Regional REIT — Leasing market uncertainty

20/02/2026

Regional REIT (RGL) has released a 2025 year-end trading update and will publish its full results on 24 March. Alongside the strategic progress that the company has recently reported (profitable disposals, portfolio investment, debt refinancing and amended management fee arrangements), earnings and DPS are in line with expectations. However, the leasing market has remained subdued and the full impact of 2025 lease breaks will be felt in 2026. FY26 earnings will be lower than in FY25 and RGL is targeting a reduced, but fully covered, FY26 DPS of 8.0p.
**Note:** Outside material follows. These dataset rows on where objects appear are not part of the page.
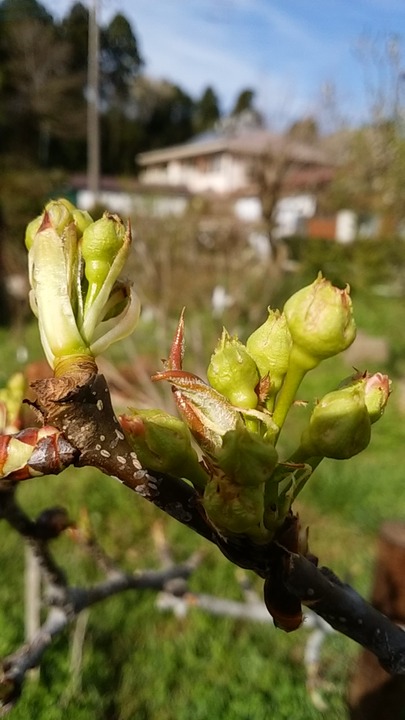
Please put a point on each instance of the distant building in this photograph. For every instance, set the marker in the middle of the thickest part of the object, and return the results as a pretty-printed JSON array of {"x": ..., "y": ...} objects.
[{"x": 222, "y": 164}]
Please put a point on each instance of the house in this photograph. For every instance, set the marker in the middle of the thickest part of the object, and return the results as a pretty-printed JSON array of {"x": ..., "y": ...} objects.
[{"x": 223, "y": 164}]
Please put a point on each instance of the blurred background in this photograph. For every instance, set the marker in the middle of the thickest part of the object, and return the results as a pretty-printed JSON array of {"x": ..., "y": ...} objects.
[{"x": 252, "y": 143}]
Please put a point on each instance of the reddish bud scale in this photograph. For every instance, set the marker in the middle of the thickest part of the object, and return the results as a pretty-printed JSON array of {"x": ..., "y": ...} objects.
[{"x": 34, "y": 451}]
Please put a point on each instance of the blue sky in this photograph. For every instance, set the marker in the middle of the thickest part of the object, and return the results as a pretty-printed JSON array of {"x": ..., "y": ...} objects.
[{"x": 286, "y": 50}]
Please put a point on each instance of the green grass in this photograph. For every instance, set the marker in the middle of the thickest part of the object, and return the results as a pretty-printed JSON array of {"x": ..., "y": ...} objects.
[{"x": 141, "y": 664}]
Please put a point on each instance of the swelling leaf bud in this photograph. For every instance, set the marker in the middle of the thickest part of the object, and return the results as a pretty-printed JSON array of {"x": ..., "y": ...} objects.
[
  {"x": 270, "y": 347},
  {"x": 235, "y": 509},
  {"x": 320, "y": 320},
  {"x": 233, "y": 372},
  {"x": 245, "y": 458},
  {"x": 208, "y": 414},
  {"x": 377, "y": 389},
  {"x": 100, "y": 244},
  {"x": 339, "y": 426},
  {"x": 162, "y": 443}
]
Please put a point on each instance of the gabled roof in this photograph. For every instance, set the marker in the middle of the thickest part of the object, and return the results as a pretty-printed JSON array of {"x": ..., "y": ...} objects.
[{"x": 249, "y": 143}]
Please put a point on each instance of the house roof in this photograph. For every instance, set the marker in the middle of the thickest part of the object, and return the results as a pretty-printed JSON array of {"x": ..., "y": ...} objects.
[{"x": 249, "y": 143}]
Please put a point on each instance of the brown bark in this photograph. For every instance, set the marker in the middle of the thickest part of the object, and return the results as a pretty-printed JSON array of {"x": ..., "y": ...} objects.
[{"x": 373, "y": 693}]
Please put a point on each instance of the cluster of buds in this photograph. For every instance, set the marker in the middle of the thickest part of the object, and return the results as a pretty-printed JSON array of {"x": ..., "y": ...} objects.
[
  {"x": 74, "y": 265},
  {"x": 237, "y": 416},
  {"x": 225, "y": 441}
]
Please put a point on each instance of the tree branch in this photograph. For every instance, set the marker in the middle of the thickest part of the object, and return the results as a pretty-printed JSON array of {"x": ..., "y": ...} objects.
[{"x": 79, "y": 406}]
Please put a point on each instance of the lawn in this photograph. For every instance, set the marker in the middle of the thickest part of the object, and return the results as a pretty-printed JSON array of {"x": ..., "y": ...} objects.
[{"x": 141, "y": 663}]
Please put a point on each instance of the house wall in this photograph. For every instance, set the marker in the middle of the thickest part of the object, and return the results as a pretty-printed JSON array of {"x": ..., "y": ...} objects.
[{"x": 219, "y": 172}]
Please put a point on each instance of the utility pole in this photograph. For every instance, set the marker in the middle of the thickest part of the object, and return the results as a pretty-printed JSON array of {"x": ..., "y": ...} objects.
[{"x": 93, "y": 124}]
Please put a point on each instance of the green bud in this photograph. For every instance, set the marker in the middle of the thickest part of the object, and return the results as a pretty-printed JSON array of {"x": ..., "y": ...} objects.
[
  {"x": 270, "y": 347},
  {"x": 82, "y": 218},
  {"x": 339, "y": 426},
  {"x": 58, "y": 216},
  {"x": 162, "y": 443},
  {"x": 208, "y": 414},
  {"x": 320, "y": 320},
  {"x": 31, "y": 230},
  {"x": 235, "y": 509},
  {"x": 72, "y": 330},
  {"x": 245, "y": 458},
  {"x": 377, "y": 389},
  {"x": 11, "y": 399},
  {"x": 101, "y": 242},
  {"x": 233, "y": 372}
]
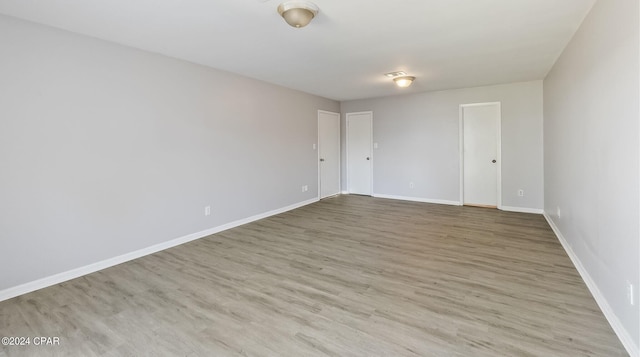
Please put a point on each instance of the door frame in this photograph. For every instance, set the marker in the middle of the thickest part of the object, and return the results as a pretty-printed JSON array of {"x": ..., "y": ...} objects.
[
  {"x": 339, "y": 155},
  {"x": 347, "y": 149},
  {"x": 498, "y": 149}
]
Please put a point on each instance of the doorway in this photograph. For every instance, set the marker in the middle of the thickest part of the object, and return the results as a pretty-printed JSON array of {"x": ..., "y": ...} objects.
[
  {"x": 359, "y": 158},
  {"x": 480, "y": 161},
  {"x": 328, "y": 153}
]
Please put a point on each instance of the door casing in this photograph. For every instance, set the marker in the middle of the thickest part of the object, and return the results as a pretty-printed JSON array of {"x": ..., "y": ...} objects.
[
  {"x": 369, "y": 144},
  {"x": 323, "y": 151},
  {"x": 498, "y": 150}
]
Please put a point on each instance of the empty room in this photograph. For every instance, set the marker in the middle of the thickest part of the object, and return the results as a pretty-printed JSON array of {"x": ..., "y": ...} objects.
[{"x": 319, "y": 178}]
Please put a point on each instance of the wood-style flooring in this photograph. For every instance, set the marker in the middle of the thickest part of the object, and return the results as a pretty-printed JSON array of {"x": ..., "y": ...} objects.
[{"x": 347, "y": 276}]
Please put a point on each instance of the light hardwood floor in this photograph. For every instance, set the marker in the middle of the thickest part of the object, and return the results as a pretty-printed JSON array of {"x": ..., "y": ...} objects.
[{"x": 347, "y": 276}]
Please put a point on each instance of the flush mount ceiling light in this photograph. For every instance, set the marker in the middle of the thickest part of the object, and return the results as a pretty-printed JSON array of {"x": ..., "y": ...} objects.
[
  {"x": 298, "y": 13},
  {"x": 395, "y": 74},
  {"x": 404, "y": 81}
]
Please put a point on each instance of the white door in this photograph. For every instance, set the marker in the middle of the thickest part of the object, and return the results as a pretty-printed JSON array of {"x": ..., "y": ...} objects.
[
  {"x": 359, "y": 159},
  {"x": 329, "y": 153},
  {"x": 481, "y": 154}
]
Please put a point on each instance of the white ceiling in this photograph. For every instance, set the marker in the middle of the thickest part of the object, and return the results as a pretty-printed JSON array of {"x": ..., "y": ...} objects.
[{"x": 346, "y": 49}]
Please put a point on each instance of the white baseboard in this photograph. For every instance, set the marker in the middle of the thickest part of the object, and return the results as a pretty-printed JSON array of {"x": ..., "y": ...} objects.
[
  {"x": 615, "y": 323},
  {"x": 418, "y": 199},
  {"x": 522, "y": 209},
  {"x": 91, "y": 268}
]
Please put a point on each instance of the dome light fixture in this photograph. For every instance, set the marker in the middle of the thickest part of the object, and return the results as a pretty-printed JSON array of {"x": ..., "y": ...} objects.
[
  {"x": 298, "y": 13},
  {"x": 404, "y": 81}
]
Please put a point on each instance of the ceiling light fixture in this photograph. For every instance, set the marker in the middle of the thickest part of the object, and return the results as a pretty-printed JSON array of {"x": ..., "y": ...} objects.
[
  {"x": 298, "y": 13},
  {"x": 404, "y": 81},
  {"x": 395, "y": 74}
]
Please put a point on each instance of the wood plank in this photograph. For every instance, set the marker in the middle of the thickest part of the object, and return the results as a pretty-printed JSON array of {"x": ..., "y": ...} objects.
[{"x": 347, "y": 276}]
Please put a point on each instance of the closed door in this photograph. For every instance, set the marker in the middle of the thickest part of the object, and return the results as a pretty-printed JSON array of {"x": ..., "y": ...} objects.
[
  {"x": 480, "y": 125},
  {"x": 329, "y": 153},
  {"x": 359, "y": 159}
]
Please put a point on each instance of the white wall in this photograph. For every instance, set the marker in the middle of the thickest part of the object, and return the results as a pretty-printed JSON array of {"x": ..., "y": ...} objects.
[
  {"x": 105, "y": 150},
  {"x": 591, "y": 99},
  {"x": 418, "y": 141}
]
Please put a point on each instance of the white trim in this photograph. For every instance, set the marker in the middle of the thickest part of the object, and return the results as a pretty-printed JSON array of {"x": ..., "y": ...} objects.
[
  {"x": 602, "y": 302},
  {"x": 370, "y": 148},
  {"x": 498, "y": 149},
  {"x": 418, "y": 199},
  {"x": 91, "y": 268},
  {"x": 522, "y": 209},
  {"x": 339, "y": 155}
]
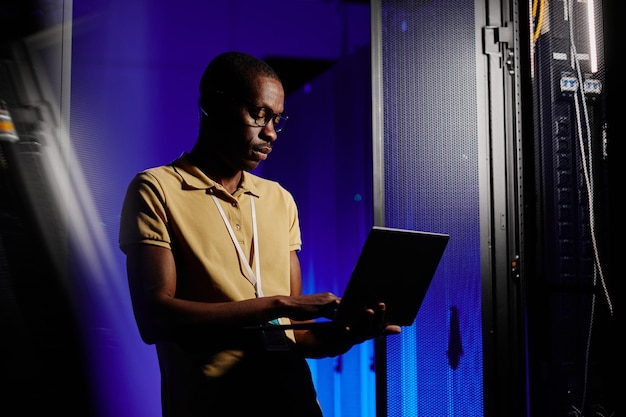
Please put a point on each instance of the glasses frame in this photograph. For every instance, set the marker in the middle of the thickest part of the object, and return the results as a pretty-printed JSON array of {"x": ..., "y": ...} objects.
[
  {"x": 261, "y": 121},
  {"x": 254, "y": 110}
]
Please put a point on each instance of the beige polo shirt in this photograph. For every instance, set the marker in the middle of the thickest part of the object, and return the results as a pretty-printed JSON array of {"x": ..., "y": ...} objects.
[{"x": 171, "y": 206}]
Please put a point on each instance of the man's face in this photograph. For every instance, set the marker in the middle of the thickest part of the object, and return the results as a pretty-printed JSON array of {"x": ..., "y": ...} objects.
[{"x": 248, "y": 142}]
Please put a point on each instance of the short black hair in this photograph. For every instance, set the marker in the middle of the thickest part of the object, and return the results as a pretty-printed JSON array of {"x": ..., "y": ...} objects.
[{"x": 232, "y": 73}]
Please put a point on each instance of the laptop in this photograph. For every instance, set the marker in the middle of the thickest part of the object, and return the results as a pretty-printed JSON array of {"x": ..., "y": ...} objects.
[{"x": 395, "y": 266}]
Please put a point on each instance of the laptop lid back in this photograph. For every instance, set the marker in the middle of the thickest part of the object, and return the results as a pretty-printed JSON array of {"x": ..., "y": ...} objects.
[{"x": 396, "y": 266}]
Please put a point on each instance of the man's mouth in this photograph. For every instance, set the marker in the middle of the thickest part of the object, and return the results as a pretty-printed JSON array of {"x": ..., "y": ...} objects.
[{"x": 262, "y": 151}]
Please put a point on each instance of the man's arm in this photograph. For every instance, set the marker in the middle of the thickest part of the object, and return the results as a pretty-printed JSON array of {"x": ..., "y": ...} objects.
[{"x": 161, "y": 316}]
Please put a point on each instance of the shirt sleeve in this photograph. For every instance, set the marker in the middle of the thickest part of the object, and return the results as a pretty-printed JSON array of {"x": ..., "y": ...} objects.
[{"x": 144, "y": 214}]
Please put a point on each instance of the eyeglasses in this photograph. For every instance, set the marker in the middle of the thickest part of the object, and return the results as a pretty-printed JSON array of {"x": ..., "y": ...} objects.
[{"x": 261, "y": 115}]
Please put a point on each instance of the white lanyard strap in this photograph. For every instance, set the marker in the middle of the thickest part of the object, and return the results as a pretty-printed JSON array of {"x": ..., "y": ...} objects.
[{"x": 255, "y": 280}]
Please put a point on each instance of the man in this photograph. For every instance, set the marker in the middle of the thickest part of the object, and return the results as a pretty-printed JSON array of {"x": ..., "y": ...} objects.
[{"x": 212, "y": 255}]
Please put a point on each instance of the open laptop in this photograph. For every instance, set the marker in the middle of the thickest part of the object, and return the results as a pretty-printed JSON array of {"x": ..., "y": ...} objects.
[{"x": 395, "y": 266}]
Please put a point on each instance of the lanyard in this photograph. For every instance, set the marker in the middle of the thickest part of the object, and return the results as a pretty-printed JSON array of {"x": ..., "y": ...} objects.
[{"x": 255, "y": 280}]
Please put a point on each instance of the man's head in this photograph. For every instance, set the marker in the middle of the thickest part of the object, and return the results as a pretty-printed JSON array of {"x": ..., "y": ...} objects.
[
  {"x": 241, "y": 101},
  {"x": 233, "y": 74}
]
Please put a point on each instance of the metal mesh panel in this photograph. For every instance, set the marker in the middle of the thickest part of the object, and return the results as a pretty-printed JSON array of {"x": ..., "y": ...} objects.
[{"x": 431, "y": 183}]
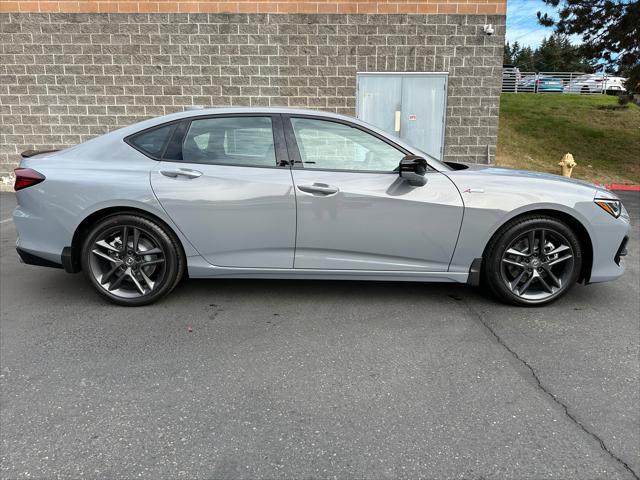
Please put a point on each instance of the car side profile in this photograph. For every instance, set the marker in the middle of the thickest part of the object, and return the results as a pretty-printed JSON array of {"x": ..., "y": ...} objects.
[{"x": 280, "y": 193}]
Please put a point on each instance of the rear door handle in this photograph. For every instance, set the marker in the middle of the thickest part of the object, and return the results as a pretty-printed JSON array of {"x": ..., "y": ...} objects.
[
  {"x": 319, "y": 189},
  {"x": 181, "y": 172}
]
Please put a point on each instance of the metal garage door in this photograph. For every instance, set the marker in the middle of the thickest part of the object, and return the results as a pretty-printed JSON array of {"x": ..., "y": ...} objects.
[{"x": 411, "y": 106}]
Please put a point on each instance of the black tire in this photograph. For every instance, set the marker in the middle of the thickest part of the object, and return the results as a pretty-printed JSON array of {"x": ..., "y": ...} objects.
[
  {"x": 156, "y": 266},
  {"x": 550, "y": 273}
]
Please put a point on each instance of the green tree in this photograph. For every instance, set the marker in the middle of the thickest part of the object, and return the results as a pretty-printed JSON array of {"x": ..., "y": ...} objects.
[{"x": 610, "y": 31}]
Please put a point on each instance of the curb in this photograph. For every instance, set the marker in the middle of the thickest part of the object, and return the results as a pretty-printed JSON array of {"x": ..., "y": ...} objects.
[{"x": 622, "y": 188}]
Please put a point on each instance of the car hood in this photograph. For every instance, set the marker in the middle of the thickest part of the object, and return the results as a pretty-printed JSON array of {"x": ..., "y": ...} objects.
[
  {"x": 511, "y": 172},
  {"x": 480, "y": 176}
]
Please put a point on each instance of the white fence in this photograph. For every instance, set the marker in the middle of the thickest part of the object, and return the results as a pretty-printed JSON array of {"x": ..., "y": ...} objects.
[{"x": 513, "y": 80}]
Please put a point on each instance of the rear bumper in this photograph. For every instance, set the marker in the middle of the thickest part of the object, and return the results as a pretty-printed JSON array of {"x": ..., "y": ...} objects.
[
  {"x": 32, "y": 259},
  {"x": 66, "y": 262}
]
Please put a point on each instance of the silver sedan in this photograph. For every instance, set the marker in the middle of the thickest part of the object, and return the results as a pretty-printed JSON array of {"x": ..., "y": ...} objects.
[{"x": 283, "y": 193}]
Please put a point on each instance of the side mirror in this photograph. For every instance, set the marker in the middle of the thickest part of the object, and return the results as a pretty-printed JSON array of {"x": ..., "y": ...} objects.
[{"x": 412, "y": 169}]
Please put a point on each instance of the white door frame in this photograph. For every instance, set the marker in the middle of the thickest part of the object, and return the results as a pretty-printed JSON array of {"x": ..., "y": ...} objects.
[{"x": 446, "y": 97}]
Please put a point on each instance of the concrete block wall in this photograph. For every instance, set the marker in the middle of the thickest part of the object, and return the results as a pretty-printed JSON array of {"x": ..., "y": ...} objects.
[{"x": 66, "y": 77}]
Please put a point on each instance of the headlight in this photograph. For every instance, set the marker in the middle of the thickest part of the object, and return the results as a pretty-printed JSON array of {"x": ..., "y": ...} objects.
[{"x": 612, "y": 207}]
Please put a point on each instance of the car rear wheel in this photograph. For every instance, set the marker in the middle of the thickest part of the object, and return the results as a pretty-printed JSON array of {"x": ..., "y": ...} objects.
[
  {"x": 131, "y": 260},
  {"x": 532, "y": 260}
]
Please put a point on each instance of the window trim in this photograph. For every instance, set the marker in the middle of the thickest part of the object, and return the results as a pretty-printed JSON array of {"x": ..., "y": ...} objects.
[
  {"x": 282, "y": 160},
  {"x": 294, "y": 150}
]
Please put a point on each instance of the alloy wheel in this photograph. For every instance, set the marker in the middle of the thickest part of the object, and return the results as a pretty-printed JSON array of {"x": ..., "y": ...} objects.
[
  {"x": 127, "y": 261},
  {"x": 538, "y": 264}
]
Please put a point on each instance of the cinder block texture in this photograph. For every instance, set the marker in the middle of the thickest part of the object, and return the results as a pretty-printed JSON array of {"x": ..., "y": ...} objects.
[{"x": 65, "y": 78}]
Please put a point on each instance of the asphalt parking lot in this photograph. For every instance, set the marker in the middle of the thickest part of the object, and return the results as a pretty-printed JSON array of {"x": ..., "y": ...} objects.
[{"x": 284, "y": 379}]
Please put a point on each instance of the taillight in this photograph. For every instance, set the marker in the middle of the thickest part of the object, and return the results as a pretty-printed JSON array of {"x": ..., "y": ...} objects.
[{"x": 26, "y": 177}]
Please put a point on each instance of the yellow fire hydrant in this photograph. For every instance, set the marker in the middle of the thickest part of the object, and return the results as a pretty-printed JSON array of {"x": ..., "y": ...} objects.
[{"x": 567, "y": 163}]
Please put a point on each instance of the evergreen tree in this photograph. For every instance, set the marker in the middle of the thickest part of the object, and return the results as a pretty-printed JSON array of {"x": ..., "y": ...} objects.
[{"x": 610, "y": 31}]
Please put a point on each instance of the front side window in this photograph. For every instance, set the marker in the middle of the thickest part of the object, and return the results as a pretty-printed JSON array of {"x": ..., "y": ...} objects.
[
  {"x": 335, "y": 146},
  {"x": 246, "y": 141},
  {"x": 152, "y": 142}
]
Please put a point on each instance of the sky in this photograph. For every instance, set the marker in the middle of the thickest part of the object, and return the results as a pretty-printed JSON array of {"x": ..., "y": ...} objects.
[{"x": 522, "y": 23}]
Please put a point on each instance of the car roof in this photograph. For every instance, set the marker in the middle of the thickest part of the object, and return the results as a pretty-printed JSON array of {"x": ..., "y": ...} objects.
[{"x": 191, "y": 112}]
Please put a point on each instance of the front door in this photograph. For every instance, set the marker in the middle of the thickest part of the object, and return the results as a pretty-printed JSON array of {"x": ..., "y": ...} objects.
[
  {"x": 354, "y": 211},
  {"x": 408, "y": 105},
  {"x": 228, "y": 188}
]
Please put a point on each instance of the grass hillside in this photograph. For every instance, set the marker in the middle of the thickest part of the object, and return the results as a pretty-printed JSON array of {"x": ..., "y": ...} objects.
[{"x": 604, "y": 138}]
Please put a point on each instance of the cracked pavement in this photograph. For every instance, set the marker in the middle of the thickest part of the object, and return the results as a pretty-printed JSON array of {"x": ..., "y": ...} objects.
[{"x": 284, "y": 379}]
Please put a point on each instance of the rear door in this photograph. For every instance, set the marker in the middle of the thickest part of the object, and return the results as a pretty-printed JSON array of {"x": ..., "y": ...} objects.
[
  {"x": 354, "y": 211},
  {"x": 226, "y": 183}
]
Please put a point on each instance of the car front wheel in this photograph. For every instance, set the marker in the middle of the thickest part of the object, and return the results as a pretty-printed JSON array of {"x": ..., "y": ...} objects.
[
  {"x": 131, "y": 260},
  {"x": 532, "y": 261}
]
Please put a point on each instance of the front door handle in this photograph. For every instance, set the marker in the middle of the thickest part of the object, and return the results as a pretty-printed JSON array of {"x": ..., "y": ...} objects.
[
  {"x": 319, "y": 189},
  {"x": 181, "y": 172}
]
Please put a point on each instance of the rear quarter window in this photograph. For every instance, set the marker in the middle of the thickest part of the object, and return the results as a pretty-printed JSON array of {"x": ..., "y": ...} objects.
[{"x": 152, "y": 142}]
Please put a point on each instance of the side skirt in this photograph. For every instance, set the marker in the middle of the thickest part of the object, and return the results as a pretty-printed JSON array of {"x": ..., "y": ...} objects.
[{"x": 198, "y": 268}]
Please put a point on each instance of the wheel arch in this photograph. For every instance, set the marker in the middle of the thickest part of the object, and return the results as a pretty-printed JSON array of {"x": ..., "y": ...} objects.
[
  {"x": 73, "y": 263},
  {"x": 574, "y": 223}
]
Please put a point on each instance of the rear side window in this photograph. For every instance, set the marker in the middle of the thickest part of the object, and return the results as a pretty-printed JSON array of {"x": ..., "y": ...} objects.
[
  {"x": 152, "y": 142},
  {"x": 245, "y": 141}
]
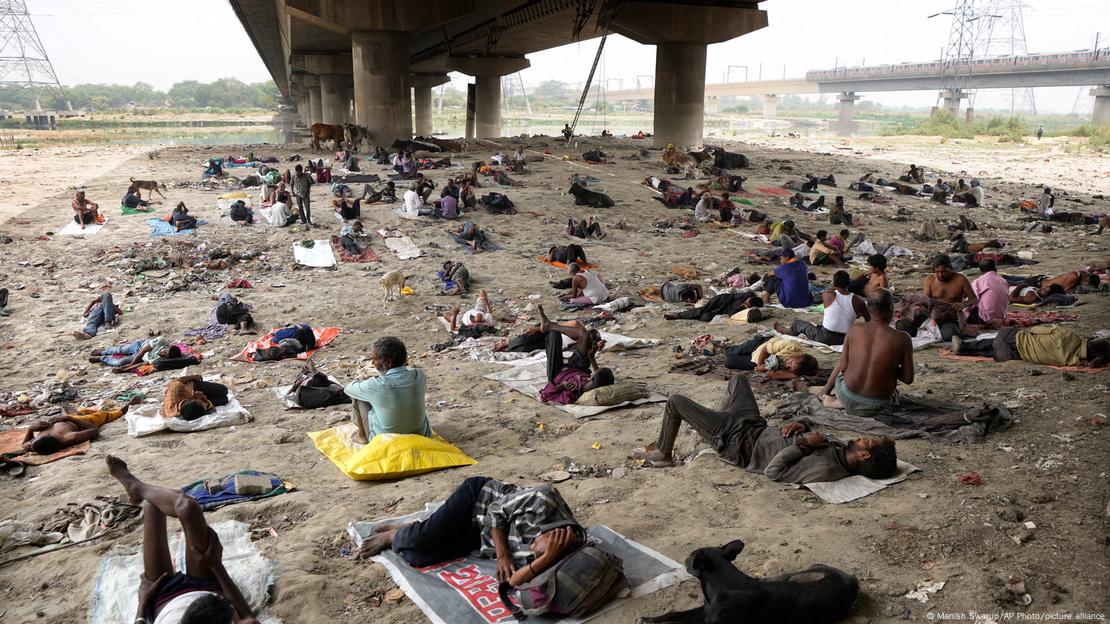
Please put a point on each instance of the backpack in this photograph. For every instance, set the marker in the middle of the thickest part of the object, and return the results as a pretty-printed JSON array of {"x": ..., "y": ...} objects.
[{"x": 583, "y": 582}]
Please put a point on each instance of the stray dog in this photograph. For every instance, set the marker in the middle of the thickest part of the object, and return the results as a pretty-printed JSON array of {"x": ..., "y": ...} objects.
[
  {"x": 817, "y": 595},
  {"x": 391, "y": 280},
  {"x": 149, "y": 185},
  {"x": 585, "y": 197}
]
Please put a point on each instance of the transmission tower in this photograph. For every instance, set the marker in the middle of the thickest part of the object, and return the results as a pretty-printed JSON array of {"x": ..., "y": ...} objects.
[
  {"x": 23, "y": 60},
  {"x": 1003, "y": 34},
  {"x": 956, "y": 62}
]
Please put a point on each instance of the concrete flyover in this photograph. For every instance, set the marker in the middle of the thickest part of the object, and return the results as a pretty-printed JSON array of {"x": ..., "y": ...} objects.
[{"x": 369, "y": 61}]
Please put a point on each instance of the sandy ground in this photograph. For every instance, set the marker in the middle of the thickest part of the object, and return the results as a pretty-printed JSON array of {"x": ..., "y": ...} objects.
[{"x": 1050, "y": 466}]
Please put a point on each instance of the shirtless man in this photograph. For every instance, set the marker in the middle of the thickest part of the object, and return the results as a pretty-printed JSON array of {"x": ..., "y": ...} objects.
[
  {"x": 74, "y": 426},
  {"x": 876, "y": 356},
  {"x": 84, "y": 211}
]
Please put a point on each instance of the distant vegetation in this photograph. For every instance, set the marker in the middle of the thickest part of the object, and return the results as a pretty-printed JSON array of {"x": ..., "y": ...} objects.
[{"x": 223, "y": 93}]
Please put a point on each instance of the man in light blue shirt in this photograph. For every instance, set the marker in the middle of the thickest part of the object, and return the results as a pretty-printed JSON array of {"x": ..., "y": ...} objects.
[{"x": 393, "y": 402}]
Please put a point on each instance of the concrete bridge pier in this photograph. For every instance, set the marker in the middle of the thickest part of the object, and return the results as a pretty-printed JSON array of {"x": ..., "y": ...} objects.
[
  {"x": 770, "y": 106},
  {"x": 950, "y": 100},
  {"x": 680, "y": 34},
  {"x": 1101, "y": 111},
  {"x": 314, "y": 113},
  {"x": 487, "y": 72},
  {"x": 422, "y": 98},
  {"x": 844, "y": 124},
  {"x": 333, "y": 98}
]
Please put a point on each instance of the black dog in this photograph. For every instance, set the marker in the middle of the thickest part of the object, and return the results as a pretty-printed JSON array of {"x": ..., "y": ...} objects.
[
  {"x": 593, "y": 199},
  {"x": 817, "y": 595}
]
Much of this appears to be anticipated in the share price, which reflects a prospective yield of 7.5% and c 50% discount to NAV.

Regional REIT — An active end to FY25

05/01/2026

Recent announcements from Regional REIT (RGL) include further progress on asset disposals, with the total for 2025 ending a little above the £40–50m range targeted by management; a successful refinancing of the debt maturing in August 2026; and amendments to management fees, with the basis of calculation migrating in phases to an equal weighting of net assets and market cap by FY27. At the current discount to NAV, the fee change indicates a FY27 cost saving of c £0.9m. Our forecasts are unchanged as we await an update on lettings experience. FY25 results will be released in March. Ahead of that, in February, RGL will declare the Q425 DPS, which we expect will be in line with the annual 10p target, well covered by EPRA earnings and reflecting a yield of more than 9%.